Agrandissement d’un détail du fichier numérique TIFF pour tirage mat, 250 x 100 cm, Fonderie Darling, Montréal CA Photographie représentant une série de sons en images
© Pétrel I Roumagnac

Vues et données

Janvier 2020 - Décembre 2021

Institution requérante: HEAD – Genève
Requérante et coordinatrice de projet: Aurélie Pétrel
Equipe de projet: Yvan Alvarez, Garance Chabert, Aurélie Pétrel, Fabien VallosLaurent Schmid-Abt, Paolo Thorsen-Nagel, Manuel Sigrist
Partenaires de projet: ENSP Arles, Musée de l'Elysée, Lausanne
Financement: HES-SO
Cofinancement: HEAD – Genève, ENSP Arles, Musée de l'Elysée, Lausanne

Prise de vues – Prise de données

« Si l’opacité du fonctionnement de l’ordinateur se situe à une autre échelle que celle de l’appareil photographique, c’est une même relation entre le visible et l’invisible qui s’y manifeste.
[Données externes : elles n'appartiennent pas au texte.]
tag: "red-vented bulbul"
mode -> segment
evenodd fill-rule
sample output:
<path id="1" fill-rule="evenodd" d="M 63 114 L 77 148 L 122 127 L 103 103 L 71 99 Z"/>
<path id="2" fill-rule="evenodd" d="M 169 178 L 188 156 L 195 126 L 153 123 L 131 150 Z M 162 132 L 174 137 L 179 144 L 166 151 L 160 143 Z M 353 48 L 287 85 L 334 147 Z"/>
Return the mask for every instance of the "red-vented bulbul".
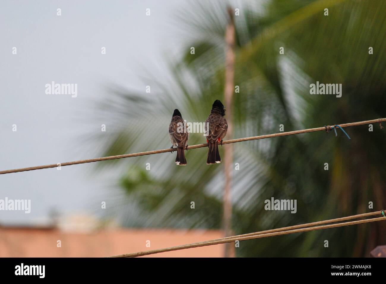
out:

L’incertitude devient partie prenante des représentations quand l’invisible participe au plus haut point à ce qui est visible qui en retour dissimule toujours plus qu’il ne montre. »
— Pierre Barboza, « Imaginaire numérique : datamatics [ver. 2.0] de Royji Ikeda », dans : Gérard Leblanc, Sylvie Thouard (dir.), Numérique et transesthétique, Villeneuve-d’Ascq, Presses universitaires du Septentrion, 2012

Le projet de recherche-création « Vues et données » analyse les implications du concept de « donnée » dans le champ de l’art, et plus précisément dans celui de la photographie contemporaine. Porté par l’artiste-photographe Aurélie Pétrel, le projet examine, à partir de sa pratique, les impasses dans lesquelles tout photographe-auteur est confronté depuis l’avènement du Web (1989) et des appareils mobiles connectés (fin des années 2000). Circulant sous la forme de fichiers, c’est-à-dire de données, la photographie se fluidifie ; de nouvelles pratiques (partage, remix, etc.) et relations se développent. Autrement dit : en plus de représenter le monde dans lequel nous sommes, la photographie le coproduit (Roxana Marcoci, 2015). 
L’objectif de ce projet est double : 
–   Analyser les notions de « prises de vues » et de « prises de données » à partir d’un travail associant lectures, entretiens, et analyses d’œuvres pour produire une restitution à même d’éclairer la situation contemporaine pour un public élargi.
–   Traiter les limites de la définition de la photographie au contact des technologies numériques via le médium son, utilisé ici pour créer des images mentales.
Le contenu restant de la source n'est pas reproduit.